Ses parents bouddhistes, réfugiés politiques en France, ont présenté lundi des «excuses»: ils ne comprennent pas comment leur fils Kevin s'est retrouvé dans une cellule jihadiste, celle de Cannes-Torcy, jugée devant la cour d'assises de Paris.
Visage doux, imberbe, Kevin Phan, aujourd'hui 23 ans, a l'air d'un enfant sage. "Le problème de Kevin, c'est qu'il a un bon cœur, toujours prêt à aider les autres et c'est pour ça qu'il s'est fait avoir", a affirmé sa mère, Phone Phan. Comme le père, qui a fui la dictature Khmer rouge au Cambodge, la mère laotienne n'aurait jamais imaginé que la religion soit un enjeu familial.
Réfugiés politiques en France, ils parlent chinois en famille, sont bouddhistes par culture, désemparés face à un crime trop grand pour ce fils «gentil et fragile», encadré de deux sœurs sans histoire. Ils ont présenté des «excuses» aux victimes, le père se courbant légèrement pour marquer sa contrition. Droit dans sa chemise noire, toujours poli, Kevin a lui aussi présenté de «sincères excuses», dit son «dégoût» d'être «détenu pour des faits de terrorisme», lui qui «n'a jamais consulté un site jihadiste».
Pour sa participation - comme chauffeur - à un attentat à la grenade dans une épicerie casher de Sarcelles en septembre 2012, il encourt la réclusion criminelle à perpétuité. Il a assuré au juge qu'il avait juste fait le chauffeur, ignorant tout du projet. Il est le plus jeune des vingt hommes originaires de Cannes (Alpes-Maritimes) et Torcy (Seine-et-Marne), jugés depuis le 20 avril devant la cour d'assises spéciale de Paris pour cet attentat, mais aussi des projets d'attaques contre des militaires et des départs en Syrie. Une des plus dangereuses filières démantelées depuis 1995, annonciatrice des mutations du terrorisme français.
«Grand frère»
Kevin explique qu'il s'est converti à l'islam en juin 2011 «parce que tout le monde se convertissait à Torcy». Vivant dans un immeuble voisin, Jérémy Bailly, considéré comme le numéro 2 du groupe, de sept ans son aîné, est «un grand frère» pour lui, lui enseigne «les cinq piliers de l'islam».

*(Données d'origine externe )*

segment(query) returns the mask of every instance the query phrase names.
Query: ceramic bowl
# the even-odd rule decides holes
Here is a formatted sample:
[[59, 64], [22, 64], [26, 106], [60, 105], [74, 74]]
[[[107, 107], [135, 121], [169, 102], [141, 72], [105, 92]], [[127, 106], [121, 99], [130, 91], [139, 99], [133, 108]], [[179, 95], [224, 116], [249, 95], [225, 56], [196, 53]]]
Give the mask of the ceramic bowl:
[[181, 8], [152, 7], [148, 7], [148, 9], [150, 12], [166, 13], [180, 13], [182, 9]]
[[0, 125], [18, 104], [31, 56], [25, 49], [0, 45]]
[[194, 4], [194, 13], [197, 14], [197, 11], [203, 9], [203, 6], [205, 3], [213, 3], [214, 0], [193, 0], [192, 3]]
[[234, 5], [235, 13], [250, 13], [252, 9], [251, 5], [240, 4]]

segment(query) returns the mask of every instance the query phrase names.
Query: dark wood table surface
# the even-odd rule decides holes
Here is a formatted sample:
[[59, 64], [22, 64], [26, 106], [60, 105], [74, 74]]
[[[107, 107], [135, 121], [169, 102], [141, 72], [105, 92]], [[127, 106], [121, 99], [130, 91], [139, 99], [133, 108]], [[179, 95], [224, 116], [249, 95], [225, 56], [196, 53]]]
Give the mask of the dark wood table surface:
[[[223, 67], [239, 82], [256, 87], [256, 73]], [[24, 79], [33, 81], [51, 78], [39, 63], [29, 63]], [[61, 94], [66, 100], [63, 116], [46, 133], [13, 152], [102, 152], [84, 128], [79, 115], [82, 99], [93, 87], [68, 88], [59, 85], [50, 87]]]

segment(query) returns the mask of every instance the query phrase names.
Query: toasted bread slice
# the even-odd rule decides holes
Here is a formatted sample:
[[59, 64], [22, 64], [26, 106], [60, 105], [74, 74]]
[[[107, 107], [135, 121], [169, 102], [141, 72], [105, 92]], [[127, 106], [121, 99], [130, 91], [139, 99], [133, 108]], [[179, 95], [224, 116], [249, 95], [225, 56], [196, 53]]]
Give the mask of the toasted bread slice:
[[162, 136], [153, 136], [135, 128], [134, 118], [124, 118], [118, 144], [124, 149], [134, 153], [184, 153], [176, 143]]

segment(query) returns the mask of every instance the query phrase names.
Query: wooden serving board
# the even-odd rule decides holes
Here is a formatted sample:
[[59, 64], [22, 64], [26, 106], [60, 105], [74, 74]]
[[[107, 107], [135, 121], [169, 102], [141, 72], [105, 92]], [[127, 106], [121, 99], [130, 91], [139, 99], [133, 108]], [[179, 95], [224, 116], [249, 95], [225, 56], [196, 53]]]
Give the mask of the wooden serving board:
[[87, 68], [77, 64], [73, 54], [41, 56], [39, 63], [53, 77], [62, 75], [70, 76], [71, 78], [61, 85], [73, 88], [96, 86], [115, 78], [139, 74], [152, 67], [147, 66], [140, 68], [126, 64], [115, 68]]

Une conversion incompréhensible pour sa mère, ancienne couturière communiste : «Nous n'étions pas d'accord. Mais il disait que ses grands parents maternels, bouddhistes, s'étaient bien convertis au protestantisme, alors pourquoi pas lui à l'islam. Et il a dit que tous les copains d'enfance l'avaient fait.»
Il ira même jusqu'à se marier religieusement avec une copine de collège, Leïla, au domicile de Jérémy Bailly : «Votre épouse n'était pas là le jour du mariage, pourquoi?», veut savoir l'avocat général. «Ben, on m'a dit que dans l'islam, c'était pas nécessaire, elle était représentée par son frère», avance-t-il, avant d'ajouter: «Mais on était ensemble depuis longtemps avec ma copine», comme pour dire que cette union était juste destinée à leur faciliter la vie.
A la barre, la jeune femme, sourire éclatant sur un jean moulant et blouson portant l'inscription dorée «Love your life», confirme une union «logique» car ils étaient «encore mineurs» et vivaient chez leurs parents. Kevin Phan, qui a depuis «abandonné la religion musulmane», tente d'expliquer sa passivité: «La religion, je n'y connaissais pas grand chose. Les autres, ils consacraient tout leur temps à l'islam, moi seulement mon temps libre.»
A l'avocat général, qui relève les «1.180 échanges téléphoniques avec Jérémy Bailly», qui lui décrit «le manuel du parfait artificier», avec les ingrédients d'un engin explosif, il répond: «Le fait qu'il m'explique tout de A à Z est bien la preuve que je n'y connais rien.» Il regrette d'avoir «suivi», affirme qu'il ignorait les projets mortifères des leaders du groupe. Les prochains jours seront consacrés aux personnalités des autres membres du groupe, pour la plupart amis d'enfance ou rencontrés à la mosquée. Le procès est prévu jusqu'au 21 juin.